La previsione dell’ordine di cancellazione delle formalità ad opera del giudice, presuppone che, analogamente a quanto accade in caso di cessioni nell’ambito di un concordato preventivo secondo forme competitive a schema libero, il trasferimento avvenga tramite rogito notarile (se tale forma sia richiesta dalla natura del bene) e comunque a mezzo di atto negoziale.
Tutto ciò, peraltro, e proprio in forza della natura procedimentalizzata delle cessioni come sopra disciplinate, non toglie che le stesse abbiano natura coattiva (con conseguente applicabilità degli artt. 2919-2929, c.c.).

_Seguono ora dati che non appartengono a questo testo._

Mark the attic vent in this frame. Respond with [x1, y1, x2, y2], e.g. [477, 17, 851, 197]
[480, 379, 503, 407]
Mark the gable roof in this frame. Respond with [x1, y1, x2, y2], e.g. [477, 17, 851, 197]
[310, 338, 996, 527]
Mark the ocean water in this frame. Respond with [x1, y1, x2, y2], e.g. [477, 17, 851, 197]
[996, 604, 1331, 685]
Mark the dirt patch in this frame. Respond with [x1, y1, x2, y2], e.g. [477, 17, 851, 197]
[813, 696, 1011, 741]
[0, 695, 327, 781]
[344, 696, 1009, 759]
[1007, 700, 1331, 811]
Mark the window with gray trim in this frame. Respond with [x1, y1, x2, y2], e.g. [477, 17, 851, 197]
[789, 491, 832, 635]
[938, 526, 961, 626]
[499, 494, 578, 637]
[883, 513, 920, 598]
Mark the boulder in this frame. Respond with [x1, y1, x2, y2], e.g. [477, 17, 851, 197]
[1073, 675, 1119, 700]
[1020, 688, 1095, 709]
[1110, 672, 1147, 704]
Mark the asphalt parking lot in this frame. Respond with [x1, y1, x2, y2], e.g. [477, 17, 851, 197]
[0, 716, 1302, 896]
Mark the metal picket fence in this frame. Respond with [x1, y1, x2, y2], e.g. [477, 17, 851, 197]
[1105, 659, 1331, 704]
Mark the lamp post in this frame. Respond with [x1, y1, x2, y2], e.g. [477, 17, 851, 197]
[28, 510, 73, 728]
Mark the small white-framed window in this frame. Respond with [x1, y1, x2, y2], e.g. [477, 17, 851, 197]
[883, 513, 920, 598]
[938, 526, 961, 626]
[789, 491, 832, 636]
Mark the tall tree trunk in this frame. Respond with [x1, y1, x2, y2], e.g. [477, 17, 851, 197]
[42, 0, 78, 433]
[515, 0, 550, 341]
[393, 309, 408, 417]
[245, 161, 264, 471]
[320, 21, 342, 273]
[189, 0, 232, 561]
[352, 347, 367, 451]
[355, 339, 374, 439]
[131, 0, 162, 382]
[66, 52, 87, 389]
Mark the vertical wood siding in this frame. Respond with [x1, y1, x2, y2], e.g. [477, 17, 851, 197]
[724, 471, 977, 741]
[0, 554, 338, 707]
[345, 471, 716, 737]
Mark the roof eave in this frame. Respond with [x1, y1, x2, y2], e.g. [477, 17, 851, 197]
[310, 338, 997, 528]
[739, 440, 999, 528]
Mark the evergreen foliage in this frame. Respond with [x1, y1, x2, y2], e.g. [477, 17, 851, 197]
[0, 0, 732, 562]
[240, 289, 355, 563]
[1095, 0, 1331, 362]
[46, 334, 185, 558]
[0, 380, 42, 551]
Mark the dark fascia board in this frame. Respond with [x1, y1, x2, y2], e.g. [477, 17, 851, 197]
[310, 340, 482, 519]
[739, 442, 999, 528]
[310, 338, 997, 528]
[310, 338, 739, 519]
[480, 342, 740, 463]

Al solito, le cessioni fatte senza l’osservanza di tali disposizioni (in particolare il rispetto delle forme competitive concretamente declinate dal piano e recepite dalla sentenza di omologazione) determinerà l’inefficacia degli atti di trasferimento (art. 81, comma 3, CCII), sorte che tocca anche ai pagamenti effettuati senza l’osservanza del decreto di svincolo del giudice.
Non si applica poi neanche la previsione inerente i poteri surrogatori del commissario in caso di inadempienze del debitore in sede esecutiva, come previsto invece dall’art.118, comma 4, CCII, perché è prevista invece una procedura alternativa: l’art. 81, comma 5, CCII infatti prevede che se non è integralmente o correttamente eseguito il piano, il giudice indichi gli atti necessari ed assegni un termine, per cui ove lo stesso non venga rispettato si procederà alla revoca dell’omologazione, anche d’ufficio (come si ricava dal rinvio all’art. 82, CCII). Un sistema piuttosto inefficiente, che invece avrebbe ben potuto mutuare dal concordato preventivo l’alternativa ivi prevista, ben più valida.

Note:

[1] 
F. Rolfi, Il concordato minore, in AA.VV., Il nuovo sovraindebitamento, 2019.
[2] 
Pare concludere difformemente, nel senso del ricorso al procedimento in questione da parte di chiunque non sia qualificabile come consumatore, N. Soldati, Il concordato minore nel codice della crisi d’impresa e dell’insolvenza quale evoluzione dell’accordo con i creditori, in Dirittodellacrisi.it, 5 novembre 2021.
[3] 
D. Vattermoli, Il concordato minore, aspetti sostanziali, in Fall., 2020, 441.
[4] 
P. Farina, La nuova disciplina del concordato minore, tra semplificazione e complicazione, in Dir. Fall., 2019, 1364 
[5] 
F. Rolfi, op. cit.
[6] 
Contra P. Farina, op. cit.
[7] 
In tal senso I. Pagni, Procedimenti e provvedimenti cautelari ed esecutivi, in Fall., 2012, 1064 ; A. Patti, La fattibilità del piano nel concordato preventivo, tra attestazione dell’esperto e sindacato del tribunale, in Fall., 2012, 46.
[8] 
in argomento, si vis, A. Crivelli, Sub art. 76, in Codice della crisi d’impresa e dell’insolvenza, diretto da Di Marzio, 2022.
[9] 
F. Rolfi, op. cit.
[10] 
Si vis, A. Crivelli, op. cit., sub art. 82.
[11] 
Si vis, A. Crivelli, Le procedure liquidatorie negli strumenti di regolazione della crisi e dell’insolvenza, in Il Fallimentarista, 19 settembre 2022.